So Miss Devery set to work. She designed and made for Angelica an extraordinary dress of dark red jersey cloth that fitted her like a snake-skin, as she said. It was entirely plain and severe, with long sleeves and a skirt reaching to her ankles. It made her look lean, tall, and savage. Then she parted her hair in the middle and knotted it low on her neck, hung big gold earrings in her ears, and around her neck a string of cloudy pale-green beads reaching to her knees. When all this was done, she called in Miss Sillon.

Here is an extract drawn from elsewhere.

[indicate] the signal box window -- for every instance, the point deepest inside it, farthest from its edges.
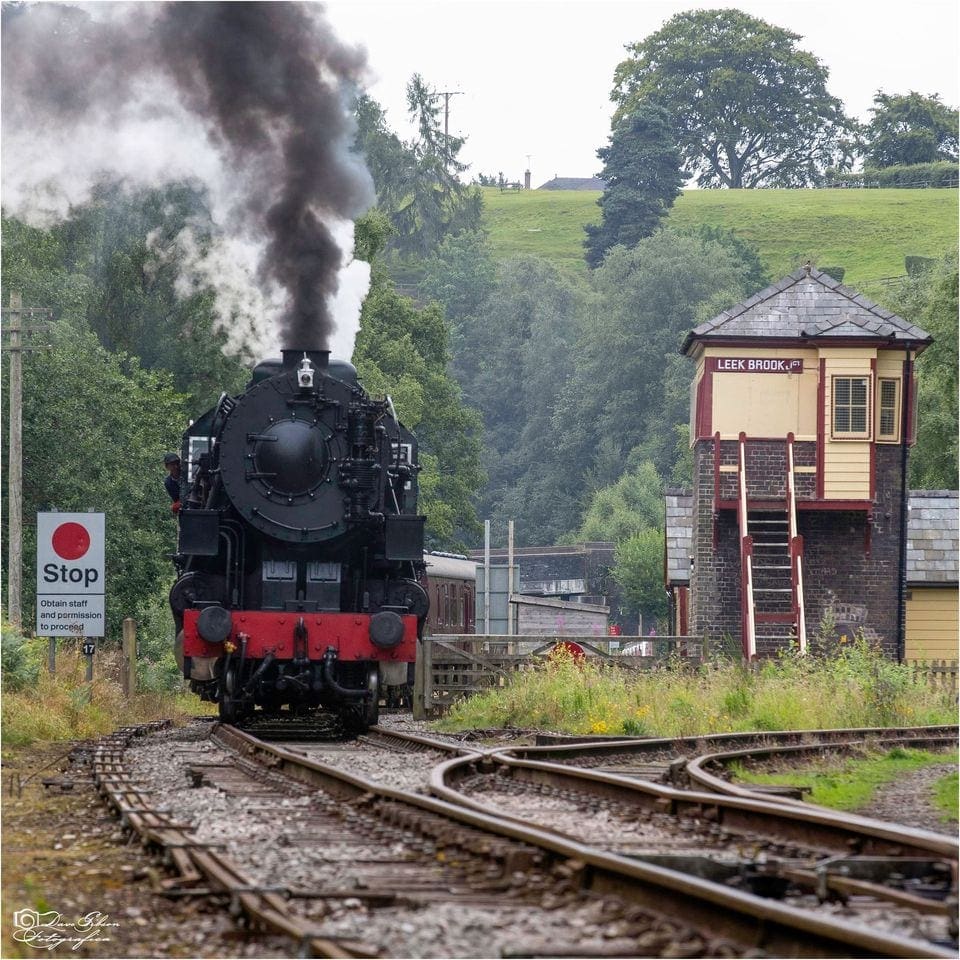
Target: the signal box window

"Now!" she said. "What, eh?"
"Barbaric," said Miss Sillon; "but Lord, how attractive the creature is! Seriously, though," she added, "do you think she fits in with our nice little quaintness? She’s positively terrible!"
"A new thing in milliners," said Miss Devery. "Sillon, I’m proud! She’s my masterpiece."
"Very well," said Miss Sillon. "We won’t touch her. She shall stand as you have made her; but, Angélique, my child, how you will have to design to keep up with your appearance!"
"I can do it," said Angelica firmly. "I’ve got some fine ideas."
For what had she been doing of late but visiting the Public Library and studying the lives of all of Eddie’s magnificent women whom she could remember, and, from their portraits, gleaning the suggestions upon which she later worked?
She was supremely happy at her work. To sit sewing with Miss Devery and Miss Sillon all the morning, listening to their bright and jolly talk, and entering into it, was unfailing delight. They quite frankly admired her brains and her beauty, and treated her exactly as one of themselves. If they saw any difference, anything inferior in her, they concealed it.
Angelica felt that they didn’t know, that they imagined her to be of the same class as themselves. It didn’t occur to her that they didn’t care; that so long as she behaved herself with amiability and good sense, and was of value in their business, they were in no way concerned about her grammar or her table manners. She imagined that they were always looking for signs of good breeding, signs of bad breeding, little tricks she hadn’t learned yet. She used to read all that sort of thing in the women’s magazines, and she often discovered, to her deep distress, that she had been doing horrible things, even in the presence of Devery and Sillon. She had, for instance, put on her gloves in the street; she had said "phone" and "auto," and still they remained friendly.
They were a type entirely novel to her; she had not even read of their sort. Well-born and well-educated English-women, they had knocked about the world to an amazing extent. There was very little they didn’t know, although there was a very great deal they chose to ignore in life.